However, the causality or bi-directional link between FOG and cognition (i.e., cognitive impairment contributing to FOG and/or FOG exacerbates the cognitive impairment) remains unresolved. To address this issue, previous studies yielded highly variable results, mainly due to low overlap in study setups and insufficient intergroup matching for confounding factors such as dopaminergic medication and disease severity. Additionally, many studies did not account for comorbidities that could influence the outcomes and often disregarded the genetic status of PD patients, which may be an independent factor linked to both FOG and cognitive impairment. Specifically, the most common genetic risk factors for PD, mutations in GBA1, were reported to be associated with a higher frequency of FOG and cognitive impairment in PD (Yang et al., 2023), as well as a more severe disease progression rate in the longitudinal follow-up (Brockmann et al., 2015).

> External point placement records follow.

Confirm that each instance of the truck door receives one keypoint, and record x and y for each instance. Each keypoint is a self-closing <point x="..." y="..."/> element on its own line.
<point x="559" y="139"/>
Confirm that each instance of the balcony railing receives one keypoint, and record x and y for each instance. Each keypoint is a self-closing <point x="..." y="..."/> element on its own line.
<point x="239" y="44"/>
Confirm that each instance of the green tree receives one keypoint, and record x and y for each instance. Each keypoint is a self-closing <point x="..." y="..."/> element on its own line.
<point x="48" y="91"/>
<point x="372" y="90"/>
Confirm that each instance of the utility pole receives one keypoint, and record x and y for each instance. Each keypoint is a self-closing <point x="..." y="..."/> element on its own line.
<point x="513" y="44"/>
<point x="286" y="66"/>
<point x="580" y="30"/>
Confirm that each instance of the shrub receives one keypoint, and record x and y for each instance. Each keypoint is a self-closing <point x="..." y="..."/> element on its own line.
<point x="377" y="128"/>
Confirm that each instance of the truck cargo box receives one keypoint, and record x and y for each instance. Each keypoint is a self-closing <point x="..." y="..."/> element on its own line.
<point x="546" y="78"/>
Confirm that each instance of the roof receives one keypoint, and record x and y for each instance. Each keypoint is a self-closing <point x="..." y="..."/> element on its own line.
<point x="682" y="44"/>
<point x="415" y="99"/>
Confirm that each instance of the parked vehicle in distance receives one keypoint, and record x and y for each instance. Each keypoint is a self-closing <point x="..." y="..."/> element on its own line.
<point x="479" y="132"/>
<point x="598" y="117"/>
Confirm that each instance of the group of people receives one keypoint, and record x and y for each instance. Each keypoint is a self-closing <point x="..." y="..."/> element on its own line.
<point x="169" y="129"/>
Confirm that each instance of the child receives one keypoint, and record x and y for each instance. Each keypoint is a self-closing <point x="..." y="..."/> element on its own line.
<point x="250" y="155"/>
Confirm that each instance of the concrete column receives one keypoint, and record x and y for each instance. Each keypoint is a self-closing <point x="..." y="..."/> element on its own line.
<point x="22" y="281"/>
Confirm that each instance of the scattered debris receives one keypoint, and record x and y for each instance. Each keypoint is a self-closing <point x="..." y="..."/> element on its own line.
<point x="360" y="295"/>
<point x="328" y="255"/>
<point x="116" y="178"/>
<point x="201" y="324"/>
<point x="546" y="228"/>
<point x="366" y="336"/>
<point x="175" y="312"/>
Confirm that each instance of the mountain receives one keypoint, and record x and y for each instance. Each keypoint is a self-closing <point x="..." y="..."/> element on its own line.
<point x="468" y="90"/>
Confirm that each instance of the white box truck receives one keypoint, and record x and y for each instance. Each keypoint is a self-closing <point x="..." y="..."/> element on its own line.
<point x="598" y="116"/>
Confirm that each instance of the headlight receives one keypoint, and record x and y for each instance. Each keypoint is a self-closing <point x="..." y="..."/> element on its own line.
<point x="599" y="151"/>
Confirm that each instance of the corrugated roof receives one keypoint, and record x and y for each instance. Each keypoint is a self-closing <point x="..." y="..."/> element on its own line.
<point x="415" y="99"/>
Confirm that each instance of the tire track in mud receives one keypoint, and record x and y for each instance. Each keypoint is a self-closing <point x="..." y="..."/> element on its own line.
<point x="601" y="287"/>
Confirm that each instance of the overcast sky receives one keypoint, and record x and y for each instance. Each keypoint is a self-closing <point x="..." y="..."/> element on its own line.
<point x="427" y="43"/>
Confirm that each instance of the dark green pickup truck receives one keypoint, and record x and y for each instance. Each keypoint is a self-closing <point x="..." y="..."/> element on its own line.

While addressing the above limitations, we tested the hypothesis behind the cognitive model of FOG and investigated the cognitive performance and cognitive subdomains in iPD without genetic variants linked to PD using a large neuropsychological assessment battery in iPD^FOG+ compared to iPD^FOG−. In addition, we enquired whether FOG is associated with a specific clinical endophenotype both in terms of non-motor and motor complications in individuals with iPD.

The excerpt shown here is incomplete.